Ben Leonard and Alex Mann,
The Baltimore Sun
An explosion at the Baltimore Gas and Electric offices in downtown Baltimore Wednesday morning left left 21 people hospitalized and two workers briefly trapped on dangling scaffolding, the fire department said.
The two workers were rescued through a window.
The department responded around 8:30 a.m. to the scene at Lexington and Fayette streets, said spokeswoman Blair Adams at a news conference Wednesday morning. The department said it rescued about 23 people from the building. The explosion caused a fire, and the department said the incident caused a partial roof collapse.
Fire personnel are still combing the building for any additional people. Two buildings on each side of the block were also evacuated as a precaution, Adams said.
The fire department said earlier Wednesday morning that nine people were taken to area hospitals in critical condition, and another was in serious condition. The status of the other 11 victims’ injuries were not immediately provided. Two people declined care, the department said in a tweet.
The incident at Baltimore Gas and Electric’s offices at 2 Center Plaza was related to construction, according to a statement from company spokeswoman Stephanie Anne Weaver. Work on the building’s “air handling and boiler system” likely was the culprit, she said. She said the gas in the building was off due to the construction.
The company also said the building was mostly empty due to the coronavirus pandemic and the upcoming holidays.
Adams said the official cause of the fire is still under investigation.
Niles Ford, the city’s fire chief, said at the news conference the department is trying to “wrap things up” and make sure the situation is “as safe as possible.” The incident ran from the 10th floor to the roof of the building, he said.
Wayne Jackson, 68, said he was in the area when he witnessed commotion. He looked up and was shocked to see the scaffolding hanging from the BGE building.
From the corner of North Charles and Fayette streets, he pointed to a broken window on the high rise building. He said that’s how rescuers retrieved the stranded workers.
”They took them in through the window,” Jackson said. ”Nobody fell, nothing.”
Ford said they brought the contract workers — who were still tethered to wires on the side of the building — inside the building on the 10th and 11th floors to rescue them. The worker brought through the 10th-floor window was able to be pulled through easily, but rescue crews had to climb up the scaffold and cut through the 11th-floor window to bring the other worker in.
They’re in “pretty decent condition,” Ford said.
Jessica Mazan, 38, was taking her mother to a doctors appointment when firetruck after firetruck rushed by.
”The fire trucks just kept coming and coming,” said Mazan, of Brooklyn.
Mazan said she saw medics guide one of the workers into the back of the ambulance. She said the responders gave him a blanket, but that she was relieved that the worker seemed to be OK.
Keith Osterman, 38, and Robert Friedel, 58, were working construction in the neighboring building and were just outside when they heard the explosion.
”It was loud and everything around here shook,” Osterman said.

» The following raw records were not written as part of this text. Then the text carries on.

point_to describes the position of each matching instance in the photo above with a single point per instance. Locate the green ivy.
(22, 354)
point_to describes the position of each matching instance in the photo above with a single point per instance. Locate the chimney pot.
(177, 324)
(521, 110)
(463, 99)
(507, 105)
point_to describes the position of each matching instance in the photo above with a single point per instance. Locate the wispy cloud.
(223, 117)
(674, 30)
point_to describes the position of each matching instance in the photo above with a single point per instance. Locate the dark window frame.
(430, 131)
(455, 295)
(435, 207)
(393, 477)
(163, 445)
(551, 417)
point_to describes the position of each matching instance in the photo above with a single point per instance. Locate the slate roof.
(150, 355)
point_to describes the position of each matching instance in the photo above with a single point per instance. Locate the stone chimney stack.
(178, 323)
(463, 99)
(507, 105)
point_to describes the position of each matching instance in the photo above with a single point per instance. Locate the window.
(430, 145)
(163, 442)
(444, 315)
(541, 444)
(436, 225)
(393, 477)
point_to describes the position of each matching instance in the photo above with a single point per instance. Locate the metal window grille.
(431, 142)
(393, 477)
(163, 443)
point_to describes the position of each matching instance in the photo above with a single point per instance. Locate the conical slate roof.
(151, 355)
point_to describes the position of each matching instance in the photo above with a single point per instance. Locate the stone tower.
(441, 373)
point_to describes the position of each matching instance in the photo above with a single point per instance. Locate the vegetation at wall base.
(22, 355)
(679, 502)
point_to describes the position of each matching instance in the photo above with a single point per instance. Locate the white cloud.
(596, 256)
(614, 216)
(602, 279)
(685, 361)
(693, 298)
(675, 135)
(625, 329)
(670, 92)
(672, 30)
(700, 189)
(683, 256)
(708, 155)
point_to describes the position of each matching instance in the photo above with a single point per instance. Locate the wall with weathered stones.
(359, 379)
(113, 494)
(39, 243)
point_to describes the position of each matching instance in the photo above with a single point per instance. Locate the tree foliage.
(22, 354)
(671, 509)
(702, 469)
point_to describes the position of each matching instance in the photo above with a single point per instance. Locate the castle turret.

Scared, they looked up, Osterman said. “And then we seen the debris falling, which was the scaffolding and a bunch of glass.”
”A hard hat fell down, so we didn’t know if there was anyone in that lift,” Osterman said.
Osterman and Friedel said just two weeks ago they were putting up windows in the building that exploded — and were thankful, they said, to have been working from the inside.
Asked if there was anything he wanted to add, Friedel said: “Only that you never know.”
In addition to the fire department, Baltimore Police officers and agents from the Bureau of Alcohol, Tobacco, Firearms and Explosives responded to the scene. Mayor Brandon Scott praised the work of the rescue crews.
“Without their bravery and quick response, the outcome could have been much worse,” he said in a statement.